Dad was trying to make a little side money growing crops and raising cattle. He invested in purchasing adjacent property, including the land I now live on. My wife and I lived in apartments for a time after we first married but were enticed by my father’s offer to carve out two acres for us. We moved out here next to my folks, where we raised three sons.
What I have always liked about living in the country was the peace and quiet. When I was a kid, there were very few children my age out here. Because the East Central ISD was decertified over segregation and other matters of the day, I went on a bus with other children from our church to Saint Cecilia’s Catholic School miles away.
Here on the farm I learned to milk a cow, fix a tractor, chase cattle, basic animal husbandry, and how to drive a grain truck and a tractor in the field. I could fix fences and knew what to feed animals and when. I would climb on top of a shed at night and count stars. While isolated, which I didn’t appreciate much at the time, it was wholesome.
I worked for Southwestern Bell Telephone Company from 1974 until 2015. That was a hectic job, which had me working virtually every neighborhood in Bexar County. I was always happy to return to the calm of my country home at the end of the day.
For years the City of Elmendorf was a nearby entity that oversaw the providing of community water, as far as I was concerned. My dad had helped form the water system decades ago, but the City had since taken over. My neighbors had little interest in belonging to the city because it was not doing anything all that important for them. As for me, local politics of the sleepy little town were of no interest, since I was not initially in its city limits. Even the church I belong to – St. Anthony’s Catholic Church – which is in the city limits, seems little affected.
When I built my house here in 1978, the construction permits to allow me to hook up electricity came from the City of San Antonio. Elmendorf was just some bumbling matter down the street where interesting news came from, such as the time the whole city council was in trouble for violating the Texas Open Meetings Act.
Around 2010 things began to change, but I paid scant notice. My sons went off to college in Austin and San Marcos and mostly didn’t come back.
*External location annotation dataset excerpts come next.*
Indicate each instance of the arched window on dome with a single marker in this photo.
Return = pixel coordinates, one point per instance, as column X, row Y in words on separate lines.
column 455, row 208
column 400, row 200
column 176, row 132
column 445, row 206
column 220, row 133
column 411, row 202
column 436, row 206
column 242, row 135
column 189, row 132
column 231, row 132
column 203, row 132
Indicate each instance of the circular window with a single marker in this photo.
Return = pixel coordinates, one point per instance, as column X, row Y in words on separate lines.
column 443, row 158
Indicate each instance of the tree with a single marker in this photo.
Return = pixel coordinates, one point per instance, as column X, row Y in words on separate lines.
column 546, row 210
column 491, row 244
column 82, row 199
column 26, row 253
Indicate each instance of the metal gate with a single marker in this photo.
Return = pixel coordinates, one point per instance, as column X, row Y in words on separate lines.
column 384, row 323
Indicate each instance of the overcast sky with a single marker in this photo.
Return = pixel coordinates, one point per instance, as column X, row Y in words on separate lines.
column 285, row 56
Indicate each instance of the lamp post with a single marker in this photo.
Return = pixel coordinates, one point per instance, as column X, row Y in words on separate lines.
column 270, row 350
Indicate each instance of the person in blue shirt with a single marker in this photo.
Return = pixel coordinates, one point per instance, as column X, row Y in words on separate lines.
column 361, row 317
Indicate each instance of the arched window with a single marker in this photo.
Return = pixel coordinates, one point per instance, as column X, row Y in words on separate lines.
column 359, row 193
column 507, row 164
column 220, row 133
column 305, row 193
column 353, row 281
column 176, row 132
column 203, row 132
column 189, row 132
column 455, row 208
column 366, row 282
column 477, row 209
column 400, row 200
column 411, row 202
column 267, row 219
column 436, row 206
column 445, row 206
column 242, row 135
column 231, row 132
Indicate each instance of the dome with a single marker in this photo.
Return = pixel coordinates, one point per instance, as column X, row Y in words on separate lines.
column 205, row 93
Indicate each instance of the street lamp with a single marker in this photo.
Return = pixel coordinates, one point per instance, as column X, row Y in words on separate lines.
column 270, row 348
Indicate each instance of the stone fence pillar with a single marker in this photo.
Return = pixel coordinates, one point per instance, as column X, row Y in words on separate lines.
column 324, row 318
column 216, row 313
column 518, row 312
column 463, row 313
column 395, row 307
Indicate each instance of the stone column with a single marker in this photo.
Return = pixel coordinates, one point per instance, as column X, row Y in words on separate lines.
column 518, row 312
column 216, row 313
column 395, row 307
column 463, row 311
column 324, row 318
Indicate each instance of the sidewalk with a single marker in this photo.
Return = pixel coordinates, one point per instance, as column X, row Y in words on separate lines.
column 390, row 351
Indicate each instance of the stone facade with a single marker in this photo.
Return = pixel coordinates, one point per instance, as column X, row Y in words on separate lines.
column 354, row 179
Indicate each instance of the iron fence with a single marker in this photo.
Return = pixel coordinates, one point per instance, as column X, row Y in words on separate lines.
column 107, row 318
One son lived with us for a time, but he made it clear it was only until he could find a place more to his liking. He wanted something other than “way out here.”
The western part of Elmendorf expanded with a few dozen – mostly manufactured – new homes. My sons had friends that lived there, but I still paid little attention. We mostly went down the long lane, and turned left, away from Elmendorf. I liked it like that just fine.
In late 2015, my property was annexed by the City of Elmendorf. Now retired, I started to pay more attention to this entity that swallowed me up and was costing me about $700 more in taxes while providing me nearly nothing in exchange. I began going to city council meetings regularly and discovered that the apathy of most citizens was incredible.
There are a number of reasons for that – just the trouble of being frisked every time you attend a meeting might be some of it. Most folks out here are leery of getting stopped for any kind of traffic violation, as the fines are expensive. And I sense a simmering disinterest and indifference among many of the folks I have known through my church.
I now sit on the Planning and Zoning Commission and on a Tax Increment Reinvestment Zone board. This gives me some insight into the nuts and bolts of change out here. Just recently, a new housing development was announced on the southern edge of the town that will transform this area greatly if it all works out. Elmendorf Ranch will eventually have 3,400 units, making Elmendorf roughly the size of Floresville.
Having seen Stone Oak grow from a disused farm to a small city when I worked for the telephone company, I know what is coming. There will be cars, people, and a transformation of expectations as far as the little municipality is concerned. Life as it is now will likely change. Some conveniences may migrate out here, but the future is not always what one envisions. Much remains to play out.